Among blue-chips, International Business Machines gave back 6 3/4 to 239 1/4 on the New York Stock Exchange, after marching into record territory Thursday. Hewlett-Packard fell 2 13/16 to 84 3/16, also on the Big Board.

"Everything I am looking at, with very few exceptions, is taking a little bit of a bath right now," said Louis Mazzucchelli, analyst for Gerard Klauer Mattison.

Elsewhere, Oracle rebounded 7/8 to 23 7/8 on Nasdaq, after falling 2 5/16 on Thursday amid fears of an earnings warning. Friday, Goldman Sachs & Co. analyst Rick Sherlund trimmed his earnings estimate for the database-software giant's fiscal fourth quarter to 32 cents a share from 33 cents, according to a research note. Mr. Sherlund also cut his fiscal 2000 earnings estimate -- to 95 cents from $1.05 -- but maintained his market outperformer rating. The revised views follow the database software company's annual analysts' meeting after Thursday's market close.

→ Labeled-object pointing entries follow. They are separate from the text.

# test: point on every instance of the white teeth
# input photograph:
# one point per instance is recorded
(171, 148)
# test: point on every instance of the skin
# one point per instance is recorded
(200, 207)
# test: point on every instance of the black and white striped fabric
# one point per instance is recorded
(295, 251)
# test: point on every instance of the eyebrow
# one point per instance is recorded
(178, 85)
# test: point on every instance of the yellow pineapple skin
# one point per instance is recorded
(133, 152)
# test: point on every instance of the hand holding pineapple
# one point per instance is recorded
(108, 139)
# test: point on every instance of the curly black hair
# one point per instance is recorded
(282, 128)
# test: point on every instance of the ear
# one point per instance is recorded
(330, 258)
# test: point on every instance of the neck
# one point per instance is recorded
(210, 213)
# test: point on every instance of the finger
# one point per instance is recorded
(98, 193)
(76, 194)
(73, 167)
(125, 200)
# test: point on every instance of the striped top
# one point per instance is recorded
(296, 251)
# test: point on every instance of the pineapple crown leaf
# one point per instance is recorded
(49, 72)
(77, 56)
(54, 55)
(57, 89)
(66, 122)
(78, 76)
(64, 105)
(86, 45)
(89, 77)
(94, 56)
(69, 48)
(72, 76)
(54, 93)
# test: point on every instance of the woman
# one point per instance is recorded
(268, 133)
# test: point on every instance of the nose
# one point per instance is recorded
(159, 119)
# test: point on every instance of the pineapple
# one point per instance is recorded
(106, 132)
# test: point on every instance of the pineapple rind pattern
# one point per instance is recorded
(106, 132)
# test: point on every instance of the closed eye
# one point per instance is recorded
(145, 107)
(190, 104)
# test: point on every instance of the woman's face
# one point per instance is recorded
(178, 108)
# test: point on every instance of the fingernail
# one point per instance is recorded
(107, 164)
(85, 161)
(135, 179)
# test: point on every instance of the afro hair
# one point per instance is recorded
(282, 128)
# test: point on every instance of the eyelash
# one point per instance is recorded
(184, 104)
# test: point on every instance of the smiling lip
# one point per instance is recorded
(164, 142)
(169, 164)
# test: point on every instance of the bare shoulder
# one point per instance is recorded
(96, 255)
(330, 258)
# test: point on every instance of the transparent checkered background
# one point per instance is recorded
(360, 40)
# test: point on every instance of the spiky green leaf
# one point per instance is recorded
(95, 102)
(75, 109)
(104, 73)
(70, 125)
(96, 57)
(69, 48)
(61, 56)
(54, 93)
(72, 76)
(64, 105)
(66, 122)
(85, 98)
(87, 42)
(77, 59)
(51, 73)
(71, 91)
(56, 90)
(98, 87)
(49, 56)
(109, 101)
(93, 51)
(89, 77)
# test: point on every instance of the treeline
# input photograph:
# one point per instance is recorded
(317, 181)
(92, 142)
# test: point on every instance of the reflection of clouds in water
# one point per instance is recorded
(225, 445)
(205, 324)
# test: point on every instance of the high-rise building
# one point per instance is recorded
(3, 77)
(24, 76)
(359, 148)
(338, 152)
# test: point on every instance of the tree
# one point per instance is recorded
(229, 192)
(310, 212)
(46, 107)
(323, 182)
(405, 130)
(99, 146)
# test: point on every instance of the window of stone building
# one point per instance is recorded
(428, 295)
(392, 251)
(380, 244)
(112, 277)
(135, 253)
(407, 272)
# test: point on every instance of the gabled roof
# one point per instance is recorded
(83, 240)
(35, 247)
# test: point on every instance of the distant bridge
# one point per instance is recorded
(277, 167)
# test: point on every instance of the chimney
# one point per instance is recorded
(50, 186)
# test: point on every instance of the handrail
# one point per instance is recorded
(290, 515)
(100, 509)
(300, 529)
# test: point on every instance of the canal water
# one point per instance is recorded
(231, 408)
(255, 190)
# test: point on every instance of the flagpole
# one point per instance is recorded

Warburg Dillon Read analyst Andrew Roskill said cut his fiscal fourth-quarter estimate on Oracle to 30 cents a share from 32 cents. The analyst, who rates Oracle's stock at hold, reduced his fiscal 2000 earnings view to 92 cents a share from $1. Oracle's fiscal fourth quarter ends May 31. Meanwhile, Prudential Securities raised its rating on the stock to "strong buy" from "accumulate."

Healtheon surged 10, or 21%, to 57 on Nasdaq. Healtheon is close to buying the Internet health-care-information company WebMD, say market sources familiar with the situation. WebMD had been planning a $55 million initial public offering but pulled the IPO, saying its business plan no longer involves selling shares to the public (see article).

Go2Net rose 2 1/8 to 127 3/16 on Nasdaq. The Internet hub, which operates Silicon Investor and other sites, acquired IQC.com for about $20 million in stock. Go2Net said the deal will bring the company a suite of free and subscription-based financial analysis and real-time charting services, which it will integrate with Silicon Investor.

Tricord Systems rose 23/32, or 30%, to 3 1/8 on Nasdaq. One of its investors, Compaq co-founder Rod Canion, will join Chairman and Chief Executive John Mitcham in the newly created office of the chief executive. The company said Mr. Canion will assist the company as it accelerates development and marketing efforts to introduce new products into the storage arena. Mr. Canion had been consulting for the company for several months. Tricord develops storage technologies.

3Com gained 2, or 7.5%, to 28 9/16 on Nasdaq. Business Week reported that Mike Murphy of the California Technology Stock Letter thinks 3Com will be taken over at 40 or 50 a share before the end of the year. Mr. Murphy thinks 3Com is a steal, with its price-earnings ratio of 25. Rumored suitors include Telefon AB L.M. Ericsson and Lucent Technologies.